If v and w are two mutually perpendicular unit vectors and u = av + bw, where a and b are non-zero real numbers, then the angle between u and w is
(a) ${{\cos }^{-1}}\left( \dfrac{b}{\sqrt{{{a}^{2}}+{{b}^{2}}}} \right)$
(b) ${{\cos }^{-1}}\left( \dfrac{a}{\sqrt{{{a}^{2}}+{{b}^{2}}}} \right)$
(c) ${{\cos }^{-1}}\left( b \right)$
(d) ${{\cos }^{-1}}\left( a \right)$

Answer 1

Hint: To calculate the angle between vectors u and w, we must find the dot product of these two vectors. We must remember that the dot product of perpendicular vectors is 0, and hence, we can simplify the equation to find the angle between these two vectors.

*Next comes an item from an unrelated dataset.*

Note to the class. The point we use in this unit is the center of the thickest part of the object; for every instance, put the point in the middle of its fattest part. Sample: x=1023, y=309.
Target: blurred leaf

Complete step by step answer:
We are given that v and w are two mutually perpendicular unit vectors. So, we can write
$\begin{align}
  & \left| v \right|=1 \\
 & \left| w \right|=1 \\
\end{align}$
It is also given that $u=av+bw$.
We can thus write that the magnitude of vector u is given by
$\left| u \right|=\sqrt{{{a}^{2}}+{{b}^{2}}}$
We also know that the dot product of any two vectors p and q is equal to $p\cdot q=\left| p \right|\left| q \right|\cos \phi $, where $\phi $ is the angle between vectors p and q.
We need to find the angle between u and w. Assuming $\theta $ to be the angle between these two vectors, we can write
$u\cdot w=\left| u \right|\left| w \right|\cos \theta $
Substituting the values of $\left| u \right|$ and $\left| w \right|$, we get
$u\cdot w=\sqrt{{{a}^{2}}+{{b}^{2}}}\cos \theta $
We can also substitute $u=av+bw$ on the left hand side of above equation. Thus, we get
$\left( av+bw \right)\cdot w=\sqrt{{{a}^{2}}+{{b}^{2}}}\cos \theta $
Hence, we can also write
$av\cdot w+bw\cdot w=\sqrt{{{a}^{2}}+{{b}^{2}}}\cos \theta ...\left( i \right)$
We know that v and w are mutually perpendicular unit vectors. Thus, we can write $v\cdot w=\left| v \right|\left| w \right|\cos {{90}^{\circ }}=0$ and $w\cdot w=\left| w \right|\left| w \right|\cos {{0}^{\circ }}=1$.
Thus, equation (i) becomes
$0+b=\sqrt{{{a}^{2}}+{{b}^{2}}}\cos \theta $
On dividing both sides of the above equation by $\sqrt{{{a}^{2}}+{{b}^{2}}}$, we get
$\dfrac{b}{\sqrt{{{a}^{2}}+{{b}^{2}}}}=\cos \theta $
Thus, we can write
$\theta ={{\cos }^{-1}}\left( \dfrac{b}{\sqrt{{{a}^{2}}+{{b}^{2}}}} \right)$

So, the correct answer is “Option a”.

Note: We can see here that the vectors v and w are mutually perpendicular unit vectors. So, the magnitude of vector u is $\left| u \right|=\sqrt{{{a}^{2}}+{{b}^{2}}}$, because the term $2ab\cos \theta $ becomes 0 since the angle between these vectors is a right angle.